Perché anche quello è ormai solo un piacere meschino in cui uno si picca, non ci vuol rinunciare, a fare quell'ultima croce sul No, così, giusto per dire un'ultima volta per tutte che sì, l'avevo capito, sapevo che era già finita prima ancora che nascessi e ora che so, che ho vissuto sempre come una cieca, come una sorda, come una con gli occhi e le orecchie tappati dal rock&roll e daun'idea americana sulla libertà che era pura letteratura, un tonico per intontire la mente e nutrire un illusorio entusiasmo buono solo per scaldarti il cuore credendo di sapere qualcosa.

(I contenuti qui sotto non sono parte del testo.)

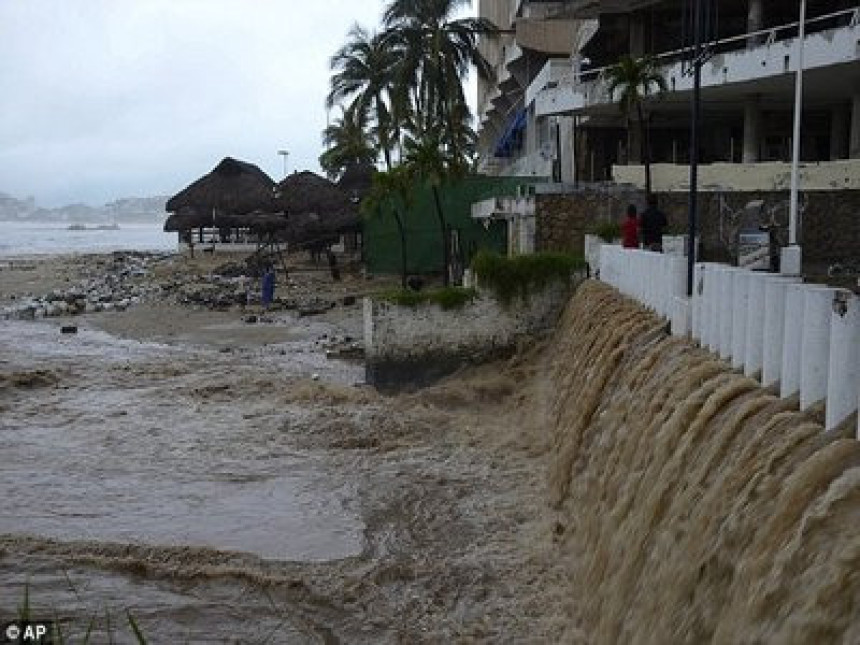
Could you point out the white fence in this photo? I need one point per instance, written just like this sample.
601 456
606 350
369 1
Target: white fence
803 337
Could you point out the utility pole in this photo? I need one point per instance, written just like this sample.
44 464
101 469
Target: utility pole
284 154
790 262
695 118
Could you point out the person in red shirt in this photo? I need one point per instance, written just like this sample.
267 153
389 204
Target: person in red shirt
630 229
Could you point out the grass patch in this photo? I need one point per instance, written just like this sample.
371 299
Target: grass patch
446 297
523 274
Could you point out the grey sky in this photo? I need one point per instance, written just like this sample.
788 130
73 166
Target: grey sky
111 98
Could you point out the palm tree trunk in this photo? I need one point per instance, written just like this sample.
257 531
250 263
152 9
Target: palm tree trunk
645 151
443 228
383 133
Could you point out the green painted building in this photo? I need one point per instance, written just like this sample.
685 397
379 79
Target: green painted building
421 224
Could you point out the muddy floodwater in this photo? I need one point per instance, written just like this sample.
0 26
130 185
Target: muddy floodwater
225 482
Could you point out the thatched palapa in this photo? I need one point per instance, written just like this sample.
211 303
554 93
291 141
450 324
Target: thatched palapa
221 198
315 207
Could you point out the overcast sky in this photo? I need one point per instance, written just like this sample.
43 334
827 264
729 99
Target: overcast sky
101 99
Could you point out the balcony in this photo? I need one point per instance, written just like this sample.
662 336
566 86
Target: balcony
735 69
557 72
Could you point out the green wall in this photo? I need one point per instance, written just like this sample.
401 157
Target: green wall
423 239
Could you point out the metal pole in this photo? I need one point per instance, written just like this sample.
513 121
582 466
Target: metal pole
284 154
795 143
692 223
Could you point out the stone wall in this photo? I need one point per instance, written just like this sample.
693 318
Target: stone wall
830 230
413 346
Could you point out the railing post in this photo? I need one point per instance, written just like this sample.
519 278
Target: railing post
740 295
726 302
775 291
699 272
754 345
791 342
815 345
843 379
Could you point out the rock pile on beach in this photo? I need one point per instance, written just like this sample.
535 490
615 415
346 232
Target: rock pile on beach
110 284
124 279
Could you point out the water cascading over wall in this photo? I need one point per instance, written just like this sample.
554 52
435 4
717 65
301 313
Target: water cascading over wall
696 506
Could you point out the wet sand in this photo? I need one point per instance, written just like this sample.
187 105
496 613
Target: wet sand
226 482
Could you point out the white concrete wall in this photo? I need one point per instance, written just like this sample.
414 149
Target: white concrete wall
804 337
656 280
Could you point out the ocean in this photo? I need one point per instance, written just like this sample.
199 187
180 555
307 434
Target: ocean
49 238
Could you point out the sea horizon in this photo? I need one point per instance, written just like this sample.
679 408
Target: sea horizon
42 238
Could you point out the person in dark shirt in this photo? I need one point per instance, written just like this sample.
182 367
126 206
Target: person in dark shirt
653 223
630 229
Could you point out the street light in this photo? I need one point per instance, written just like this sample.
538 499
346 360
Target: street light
790 260
284 154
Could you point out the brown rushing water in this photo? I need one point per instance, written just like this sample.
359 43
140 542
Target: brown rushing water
612 485
701 508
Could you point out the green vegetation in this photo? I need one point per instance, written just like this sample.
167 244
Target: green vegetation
607 231
25 615
446 297
522 274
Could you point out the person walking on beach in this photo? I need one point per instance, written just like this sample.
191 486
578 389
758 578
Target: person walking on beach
653 223
630 229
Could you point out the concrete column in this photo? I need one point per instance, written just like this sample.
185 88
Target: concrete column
815 345
791 340
774 329
726 304
838 133
752 130
740 296
854 138
755 16
754 335
843 378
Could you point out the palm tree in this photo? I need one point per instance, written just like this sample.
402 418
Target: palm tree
636 78
348 143
393 187
430 162
365 73
437 52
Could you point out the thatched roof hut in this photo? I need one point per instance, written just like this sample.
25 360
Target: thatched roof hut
315 207
232 188
187 218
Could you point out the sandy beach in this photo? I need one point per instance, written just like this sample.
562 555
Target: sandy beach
213 470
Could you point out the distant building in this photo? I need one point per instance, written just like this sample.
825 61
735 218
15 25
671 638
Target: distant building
548 113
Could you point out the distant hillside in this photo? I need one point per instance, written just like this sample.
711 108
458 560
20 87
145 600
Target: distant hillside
127 209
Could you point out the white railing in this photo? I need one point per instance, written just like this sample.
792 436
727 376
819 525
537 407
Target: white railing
657 280
805 338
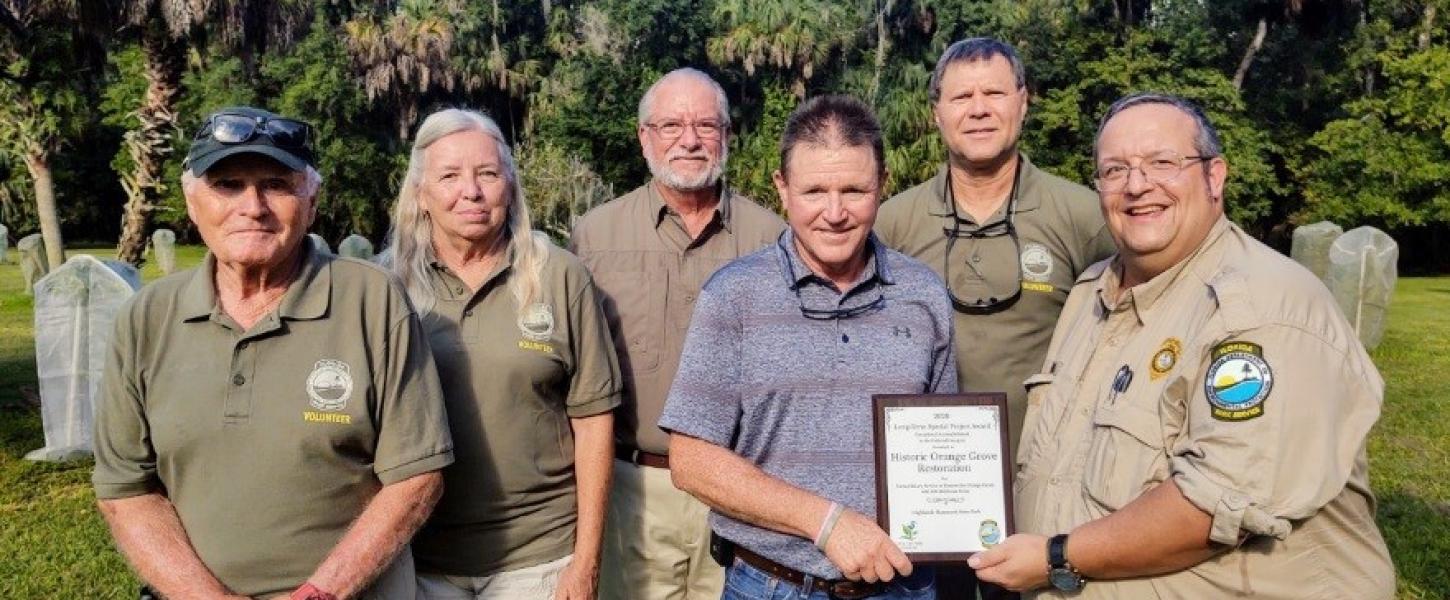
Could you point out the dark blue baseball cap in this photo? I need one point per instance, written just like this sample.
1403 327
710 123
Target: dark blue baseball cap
244 129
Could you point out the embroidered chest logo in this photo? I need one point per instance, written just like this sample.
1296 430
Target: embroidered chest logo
1165 358
537 322
1237 381
329 386
1037 263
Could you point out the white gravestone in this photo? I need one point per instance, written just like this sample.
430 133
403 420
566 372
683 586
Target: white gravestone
1311 247
355 247
1362 277
319 244
32 260
164 250
74 310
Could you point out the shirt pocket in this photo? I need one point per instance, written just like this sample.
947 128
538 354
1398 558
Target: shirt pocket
1125 455
634 305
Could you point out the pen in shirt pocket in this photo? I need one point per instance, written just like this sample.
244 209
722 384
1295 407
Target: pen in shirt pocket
1120 383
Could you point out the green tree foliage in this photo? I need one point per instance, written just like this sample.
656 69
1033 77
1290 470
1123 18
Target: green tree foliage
1328 109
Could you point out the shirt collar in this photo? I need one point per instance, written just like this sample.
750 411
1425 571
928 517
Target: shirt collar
450 284
308 296
1144 296
796 273
722 207
1028 196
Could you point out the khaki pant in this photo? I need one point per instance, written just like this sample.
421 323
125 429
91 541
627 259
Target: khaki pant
528 583
657 542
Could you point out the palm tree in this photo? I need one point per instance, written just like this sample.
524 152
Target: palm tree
39 97
167 29
790 35
403 54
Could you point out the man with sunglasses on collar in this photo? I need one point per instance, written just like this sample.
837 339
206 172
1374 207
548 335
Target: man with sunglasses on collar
270 423
770 413
1007 236
1199 423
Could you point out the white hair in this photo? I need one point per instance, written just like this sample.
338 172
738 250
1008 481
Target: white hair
411 239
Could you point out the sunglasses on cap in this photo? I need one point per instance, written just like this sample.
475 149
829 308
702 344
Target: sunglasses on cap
232 128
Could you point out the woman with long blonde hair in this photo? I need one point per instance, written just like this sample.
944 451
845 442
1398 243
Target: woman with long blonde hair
528 370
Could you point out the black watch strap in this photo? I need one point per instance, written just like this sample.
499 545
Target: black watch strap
1057 551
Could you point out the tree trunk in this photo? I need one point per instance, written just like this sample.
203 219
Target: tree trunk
1249 55
39 165
151 142
1428 25
882 47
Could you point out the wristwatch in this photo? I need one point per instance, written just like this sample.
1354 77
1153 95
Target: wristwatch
1062 574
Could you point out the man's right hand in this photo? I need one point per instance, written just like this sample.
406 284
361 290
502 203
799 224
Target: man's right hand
863 551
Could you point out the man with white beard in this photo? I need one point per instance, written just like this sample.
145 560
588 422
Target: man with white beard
650 251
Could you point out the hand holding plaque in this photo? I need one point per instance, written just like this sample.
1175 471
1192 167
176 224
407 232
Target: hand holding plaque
943 474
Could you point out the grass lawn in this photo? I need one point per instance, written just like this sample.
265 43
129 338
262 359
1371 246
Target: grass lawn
55 545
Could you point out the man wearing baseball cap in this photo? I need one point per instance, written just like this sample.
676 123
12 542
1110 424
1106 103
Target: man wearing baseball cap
270 423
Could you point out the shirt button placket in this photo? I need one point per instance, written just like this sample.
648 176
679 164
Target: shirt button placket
238 394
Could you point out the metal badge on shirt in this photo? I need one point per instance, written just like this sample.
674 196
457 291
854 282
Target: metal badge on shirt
1165 358
329 386
1237 381
1037 267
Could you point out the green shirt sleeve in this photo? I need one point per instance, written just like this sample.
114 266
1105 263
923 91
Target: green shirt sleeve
125 460
595 386
413 435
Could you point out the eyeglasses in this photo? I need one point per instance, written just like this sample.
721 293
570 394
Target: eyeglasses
1157 168
673 129
986 290
828 313
229 128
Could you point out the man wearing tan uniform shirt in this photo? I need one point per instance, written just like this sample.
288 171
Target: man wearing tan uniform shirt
1198 428
1017 236
650 251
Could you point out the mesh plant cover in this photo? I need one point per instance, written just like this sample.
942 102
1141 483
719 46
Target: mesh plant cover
74 310
1362 277
1311 247
164 250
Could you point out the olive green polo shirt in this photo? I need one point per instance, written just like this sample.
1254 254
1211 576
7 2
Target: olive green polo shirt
512 380
650 273
268 441
1060 234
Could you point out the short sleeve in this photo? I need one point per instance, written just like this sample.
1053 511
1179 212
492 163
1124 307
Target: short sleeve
1276 421
595 386
705 399
944 352
125 458
413 435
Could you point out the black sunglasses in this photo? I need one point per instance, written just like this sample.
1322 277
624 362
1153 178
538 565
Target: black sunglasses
231 128
992 300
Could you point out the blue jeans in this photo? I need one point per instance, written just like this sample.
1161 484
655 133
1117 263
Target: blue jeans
748 583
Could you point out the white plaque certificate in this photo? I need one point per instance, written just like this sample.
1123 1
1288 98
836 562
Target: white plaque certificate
943 474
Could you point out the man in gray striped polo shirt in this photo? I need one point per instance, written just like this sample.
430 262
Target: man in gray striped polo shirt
770 413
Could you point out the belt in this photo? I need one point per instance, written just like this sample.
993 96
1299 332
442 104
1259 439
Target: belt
835 589
643 458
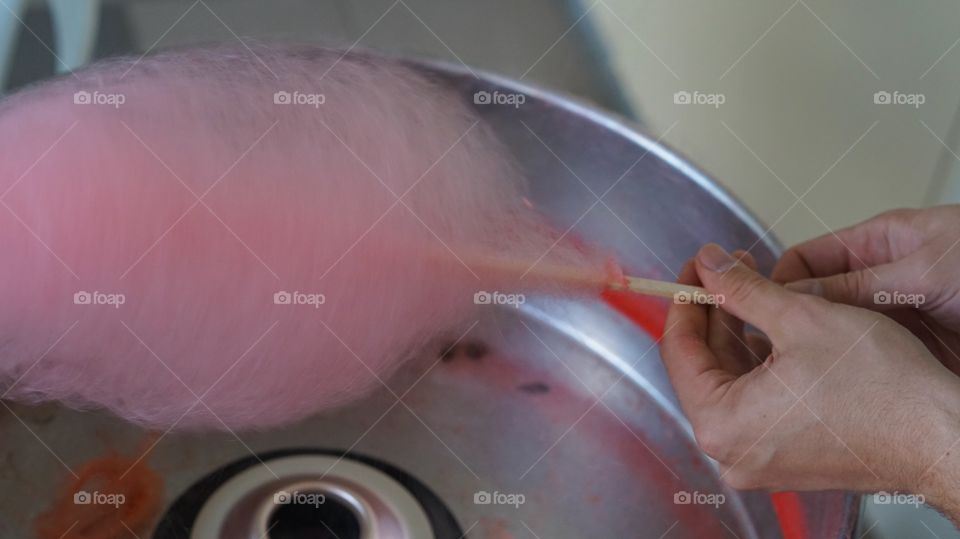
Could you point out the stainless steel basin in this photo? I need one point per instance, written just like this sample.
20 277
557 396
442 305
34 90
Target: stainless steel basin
555 419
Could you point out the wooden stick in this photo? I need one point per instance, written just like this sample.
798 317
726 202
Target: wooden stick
680 293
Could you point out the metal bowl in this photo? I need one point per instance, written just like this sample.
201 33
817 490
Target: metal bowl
554 419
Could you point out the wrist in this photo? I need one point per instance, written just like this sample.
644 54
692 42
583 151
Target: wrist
938 465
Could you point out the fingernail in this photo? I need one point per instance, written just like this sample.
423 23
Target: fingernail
714 258
806 286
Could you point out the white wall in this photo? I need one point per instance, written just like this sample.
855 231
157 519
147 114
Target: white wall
798 94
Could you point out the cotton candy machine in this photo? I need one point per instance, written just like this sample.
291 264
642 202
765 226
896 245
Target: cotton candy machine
548 419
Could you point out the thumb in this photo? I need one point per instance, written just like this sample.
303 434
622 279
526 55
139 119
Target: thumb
743 292
874 288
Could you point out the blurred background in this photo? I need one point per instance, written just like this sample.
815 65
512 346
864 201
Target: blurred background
815 114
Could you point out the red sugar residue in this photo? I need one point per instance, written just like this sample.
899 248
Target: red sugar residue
111 497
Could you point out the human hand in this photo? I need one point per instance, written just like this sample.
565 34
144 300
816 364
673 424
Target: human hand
841 398
903 263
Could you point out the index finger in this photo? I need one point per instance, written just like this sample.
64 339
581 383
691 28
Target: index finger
694 370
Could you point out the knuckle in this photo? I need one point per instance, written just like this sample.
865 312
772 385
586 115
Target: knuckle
714 441
742 288
802 309
898 215
741 479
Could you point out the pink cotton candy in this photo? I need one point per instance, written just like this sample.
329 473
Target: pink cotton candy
189 326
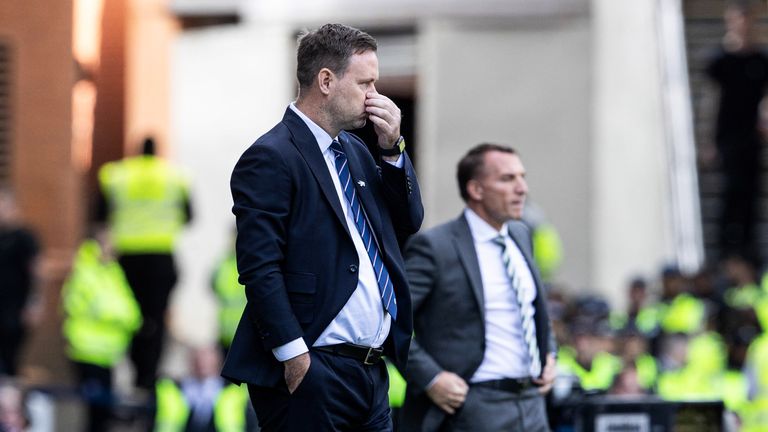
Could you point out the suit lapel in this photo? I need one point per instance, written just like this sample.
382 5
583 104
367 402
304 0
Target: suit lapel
306 143
363 189
541 316
465 248
522 245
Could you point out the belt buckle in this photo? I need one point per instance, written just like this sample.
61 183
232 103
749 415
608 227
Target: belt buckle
372 356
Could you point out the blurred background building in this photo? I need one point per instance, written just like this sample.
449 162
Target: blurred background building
594 94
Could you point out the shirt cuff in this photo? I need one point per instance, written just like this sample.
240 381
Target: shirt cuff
398 163
290 350
432 382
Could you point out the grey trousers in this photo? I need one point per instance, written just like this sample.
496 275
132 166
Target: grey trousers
492 410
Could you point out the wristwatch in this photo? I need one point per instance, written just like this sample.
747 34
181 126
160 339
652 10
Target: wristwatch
396 150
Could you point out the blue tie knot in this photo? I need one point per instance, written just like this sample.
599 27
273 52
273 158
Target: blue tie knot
336 147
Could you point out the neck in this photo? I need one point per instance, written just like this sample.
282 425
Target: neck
484 216
314 110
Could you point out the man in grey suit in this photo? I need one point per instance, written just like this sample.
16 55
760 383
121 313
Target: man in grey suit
482 356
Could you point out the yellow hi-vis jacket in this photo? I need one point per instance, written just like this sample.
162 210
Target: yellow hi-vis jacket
101 312
173 409
147 198
231 297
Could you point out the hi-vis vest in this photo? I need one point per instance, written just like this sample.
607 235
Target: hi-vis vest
102 313
231 296
173 410
601 374
146 196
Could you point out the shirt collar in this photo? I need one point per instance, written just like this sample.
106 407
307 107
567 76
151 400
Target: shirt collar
323 139
481 230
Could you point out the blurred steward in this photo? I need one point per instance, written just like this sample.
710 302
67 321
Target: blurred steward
101 317
145 200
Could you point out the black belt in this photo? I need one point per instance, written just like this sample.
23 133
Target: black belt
366 355
511 385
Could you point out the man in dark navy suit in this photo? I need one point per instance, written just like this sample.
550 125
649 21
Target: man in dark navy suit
320 227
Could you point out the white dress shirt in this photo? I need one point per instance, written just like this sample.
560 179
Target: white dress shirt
362 320
506 355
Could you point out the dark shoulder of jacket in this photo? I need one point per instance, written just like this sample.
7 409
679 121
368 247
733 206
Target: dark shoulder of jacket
519 228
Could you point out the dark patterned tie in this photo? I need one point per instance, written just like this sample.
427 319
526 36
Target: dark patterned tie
386 289
526 310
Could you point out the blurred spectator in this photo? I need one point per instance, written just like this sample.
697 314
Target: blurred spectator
397 387
13 412
633 351
589 360
203 401
740 70
679 311
627 383
231 297
640 316
146 202
692 367
19 305
101 317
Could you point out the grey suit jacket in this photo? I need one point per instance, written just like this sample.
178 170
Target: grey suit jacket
449 316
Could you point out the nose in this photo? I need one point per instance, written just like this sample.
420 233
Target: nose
522 187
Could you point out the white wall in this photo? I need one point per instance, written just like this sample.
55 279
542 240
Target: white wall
525 84
630 224
229 86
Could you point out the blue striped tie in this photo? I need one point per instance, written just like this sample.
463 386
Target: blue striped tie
386 289
526 310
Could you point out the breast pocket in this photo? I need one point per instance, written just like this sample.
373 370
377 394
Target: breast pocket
302 288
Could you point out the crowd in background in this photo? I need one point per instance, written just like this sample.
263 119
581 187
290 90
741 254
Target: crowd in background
682 338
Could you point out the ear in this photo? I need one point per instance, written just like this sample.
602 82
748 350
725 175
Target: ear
325 80
475 190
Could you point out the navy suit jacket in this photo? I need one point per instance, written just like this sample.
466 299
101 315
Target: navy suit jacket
449 312
295 255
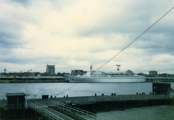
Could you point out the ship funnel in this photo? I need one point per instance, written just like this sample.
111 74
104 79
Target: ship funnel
118 67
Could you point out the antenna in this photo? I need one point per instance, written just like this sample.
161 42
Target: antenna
5 70
118 67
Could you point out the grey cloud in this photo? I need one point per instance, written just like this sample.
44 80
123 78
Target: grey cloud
25 3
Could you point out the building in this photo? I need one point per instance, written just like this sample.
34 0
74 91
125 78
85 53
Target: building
50 69
153 73
78 72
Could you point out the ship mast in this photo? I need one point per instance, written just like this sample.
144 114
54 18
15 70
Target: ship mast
118 67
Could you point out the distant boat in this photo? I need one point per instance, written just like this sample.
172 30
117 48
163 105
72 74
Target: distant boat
99 76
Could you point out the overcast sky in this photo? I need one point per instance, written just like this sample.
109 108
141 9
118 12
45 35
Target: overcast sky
74 34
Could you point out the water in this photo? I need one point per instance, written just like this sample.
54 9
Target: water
36 90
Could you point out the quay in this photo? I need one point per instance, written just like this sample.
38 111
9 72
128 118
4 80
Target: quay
82 107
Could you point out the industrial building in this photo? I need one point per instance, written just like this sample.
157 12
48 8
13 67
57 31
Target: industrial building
153 73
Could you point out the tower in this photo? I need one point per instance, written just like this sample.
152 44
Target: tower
90 67
118 67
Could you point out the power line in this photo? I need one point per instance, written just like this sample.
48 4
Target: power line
126 46
135 39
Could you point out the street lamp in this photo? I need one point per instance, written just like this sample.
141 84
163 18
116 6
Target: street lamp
26 88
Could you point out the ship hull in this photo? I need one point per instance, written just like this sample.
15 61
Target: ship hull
81 79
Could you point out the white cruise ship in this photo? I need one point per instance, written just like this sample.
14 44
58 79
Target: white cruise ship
99 76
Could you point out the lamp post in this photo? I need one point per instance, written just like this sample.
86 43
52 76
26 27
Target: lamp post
26 87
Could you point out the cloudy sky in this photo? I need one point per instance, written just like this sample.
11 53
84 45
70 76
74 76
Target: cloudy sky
73 34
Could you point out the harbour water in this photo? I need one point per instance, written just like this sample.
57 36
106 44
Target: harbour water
36 90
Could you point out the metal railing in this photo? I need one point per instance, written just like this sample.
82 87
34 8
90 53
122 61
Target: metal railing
75 112
14 106
50 114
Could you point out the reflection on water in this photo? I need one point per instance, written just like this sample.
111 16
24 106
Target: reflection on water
89 89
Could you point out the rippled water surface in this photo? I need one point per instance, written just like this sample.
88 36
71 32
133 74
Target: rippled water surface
36 90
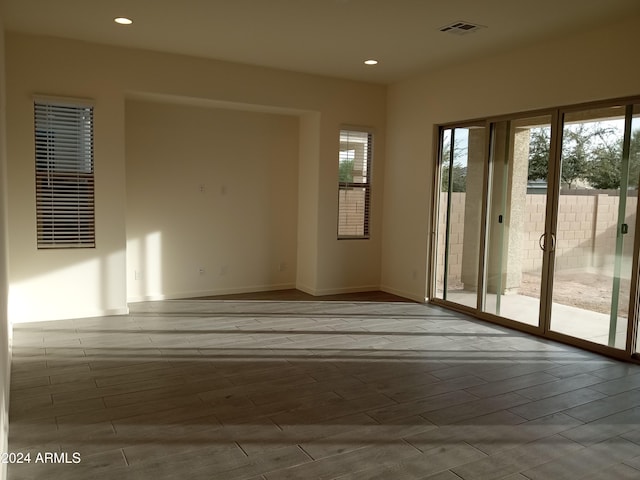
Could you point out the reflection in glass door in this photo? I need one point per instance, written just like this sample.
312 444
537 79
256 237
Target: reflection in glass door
516 217
462 155
595 226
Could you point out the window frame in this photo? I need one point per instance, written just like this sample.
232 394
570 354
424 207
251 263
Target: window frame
64 173
350 185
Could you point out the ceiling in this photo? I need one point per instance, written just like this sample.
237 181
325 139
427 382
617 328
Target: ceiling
326 37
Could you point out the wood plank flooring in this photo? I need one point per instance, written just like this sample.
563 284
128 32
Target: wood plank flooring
287 387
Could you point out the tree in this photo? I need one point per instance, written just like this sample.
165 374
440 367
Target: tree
606 168
459 171
458 180
345 171
589 152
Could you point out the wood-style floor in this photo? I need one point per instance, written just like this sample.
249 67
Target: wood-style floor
289 387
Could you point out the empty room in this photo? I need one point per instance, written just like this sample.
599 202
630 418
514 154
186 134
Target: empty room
319 239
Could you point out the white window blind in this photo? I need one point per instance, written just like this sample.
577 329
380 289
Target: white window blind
65 203
354 187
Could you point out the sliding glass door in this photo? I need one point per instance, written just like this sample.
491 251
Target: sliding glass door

Invece non sapevo niente, e ora che so, che ho capito, non voglio far altro che guardarmi le serie Sky con le magioni inglesi del Dorset o del Suffolk, perché se non puoi nulla tanto vale sognare..dormire, anche, forse, a volte, di tanto in tanto.
Ma di questa little italy non mi voglio per ora più intossicare, so che non esiste già più, che è un nome solo per finta, che è uno stivale già sotto il tacco della tettesca di Cermania da una parte e con la punta di ferro della Liberty Statue piantata lì, proprio dove uno pensa di avere la libertà e invece nemmeno quella, anche per farla avremo un giorno adatto e una direttiva che non sarà una scelta, un suggerimento, un consiglio d'europa, no no, se è scritto da lì non si deroga senza il permesso ufficiale della commission européenne.
E ciò che è scritto si cambia, e anzi si deve, non è un optional referendario Sì/No, solo se è scritto in vecchie Costituzioni del dopoguerra, troppo democratiche e troppo permissive, non vanno bene per i mercati, la storia bisogna riscriverla così da rifarla daccapo e possibilmente azzerarla, così che si possa lavorare in santa pace senza disordini e no perditempo.
E peggio di così, davvero, si muore, stiamo già con la canna del gas in gola e ancora ragioniamo di tutto purché sia teoria buona per farci godere dentro, per farci sentire nel giusto senza alzare un dito che non sia per sbatterlo subito sulla tastiera e sentirci eroi per una notte.
Tutto piccolo, tutto mignon, tutto in ritirata e tutto ristretto.
Tranne il dolore.
Quello è insopportabilmente grande per tutto questo mondo che mi sta morendo fra le mani e nei pensieri e non posso farci niente, così taccio e intanto mi rinfresco la mente sognando prati e boschi, casette in pietra e alberi in riva al fiume o in giardini incantati.
Volevo questa vita, una vita con tanto verde, con un po' di mele e qualche buon libro.
Invece mi è toccato prima B., poi R., poi M., poi O., poi le guerre democratiche, le minacce atomiche, il cemento e l'asfalto, i centri commerciali e i lavori precari, la disoccupazione e le morti per "inanizione" che tanto non si salvano comunque e tanto vale ammazzarli di botte.
Meglio sognare...a volte dormire...In ogni caso lasciar perdere, per salvarsi almeno il cuore.

16 commenti:

  1. Come dovremmo valutare questo tuo post?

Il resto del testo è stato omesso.